77# compression, datastore record extraction).
78#
79# - The ingester worker is responsible for ingesting output datasets into the
80# central butler repository. It batches up ingest requests from the scanners
81# until the batch size exceeds a configurable limit (e.g. 10k datasets), and
82# then ingests those pending requests in a single transaction.
83#
84# - The writer worker is responsible for actually writing the
85# `ProvenanceQuantumGraph` file. Unlike the other workers, it needs to read
86# almost the entire predicted quantum graph file before it starts, so it can
87# take a few minutes before it starts its main loop of accepting write
88# requests from the scanners (most of the time) and the supervisor (only for
89# blocked quanta, which we don't bother to scan). For each of the big
90# multi-block files (datasets, quanta, logs, metadata) the writes opens and
91# writes to a temporary file, which is moved into the provenance QG zip
92# archive at the end. In addition, to try to keep expensive operations on
93# the scanners, the writer builds a ZStandard compression dictionary from the
94# first write requests it sees, and then sends that to the scanners so they
95# can take over doing the compression after that is complete. Since writing
96# the provenance graph is (at present) optional, sometimes there is no writer
97# worker.
98#
99# Each process is also associated with its own "communicator" class, which are
100# all defined together in the _communicators.py file. The communicators manage
101# the queues that are used to send information between processes, as well as
102# providing loggers and some other common utility functionality. Communicators
103# are context managers that take care of cleanly shutting down each process
104# when it completes or is interrupted; `multiprocessing.Queue` objects need to
105# be cleared out carefully or you get deadlocks that prevent processes from
106# actually exiting, and so a lot of the work of the communicators involves
107# passing sentinal objects over those queues so we can identify when they
108# really are empty.
109#
110# The other modules in the packages include:
111#
112# - _config.py: the `AggregatorConfig` model, which is essentially the public
113# interface for controlling the aggregator.
114#
115# - _progress.py: helper objects for [periodic] logging and tqdm progress bars.
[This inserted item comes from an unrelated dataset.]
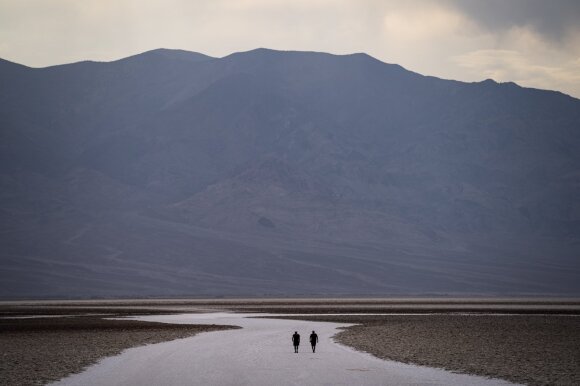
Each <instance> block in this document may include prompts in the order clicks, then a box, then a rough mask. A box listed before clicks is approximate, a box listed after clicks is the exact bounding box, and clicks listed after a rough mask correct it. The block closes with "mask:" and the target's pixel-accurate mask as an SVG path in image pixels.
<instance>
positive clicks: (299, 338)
mask: <svg viewBox="0 0 580 386" xmlns="http://www.w3.org/2000/svg"><path fill="white" fill-rule="evenodd" d="M292 344H293V345H294V352H296V353H297V352H298V346H299V345H300V334H298V331H294V335H292Z"/></svg>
116# It's not clear the tqdm stuff should continue to exist once development of
117# the tool is complete and we stop wanting to run it from an interactive
118# terminal, but it's certainly been useful for development so far.
119#
120# - _structs.py: simple dataclasses used by multiple workers (most of what we
121# put on the queues to request scans/ingests/writes);
122#
123# The main logger used by the aggregator is called
124# ``lsst.pipe.base.quantum_graph.aggregator``, and it emits at ``VERBOSE`` and
125# above. At ``VERBOSE``, it's also used for periodic reporting of status
126# (unless the tqdm progress bars are enabled instead). Each worker also has its
127# own log (including the supervisor) with names like
128# ``lsst.pipe.base.quantum_graph.aggregator.scanner-012`` that include
129# additional information at ``DEBUG`` and above, but these are *not* propagated
130# up; instead there's a config option to write per-worker logs to separate
131# files in a directory. It would probably be more idiomatic to set up a
132# QueueHandler to feed all the LogRecords the supervisor and use Python logging
133# configuration to send them wherever desired, but::
134#
135# - that seemed to require more wading into `lsst.daf.butler.cli.cliLog` a lot
136# more than I cared to (especially considering that we want this to work in
137# `threading` and `multiprocessing`, and logging configuration is very
138# different in those two contexts);
139#
140# - having the worker logs go to separate files is actually very nice, and it's
141# more efficient if they just do that themselves, and that's not something
142# our logging CLI can actually do, AFAICT.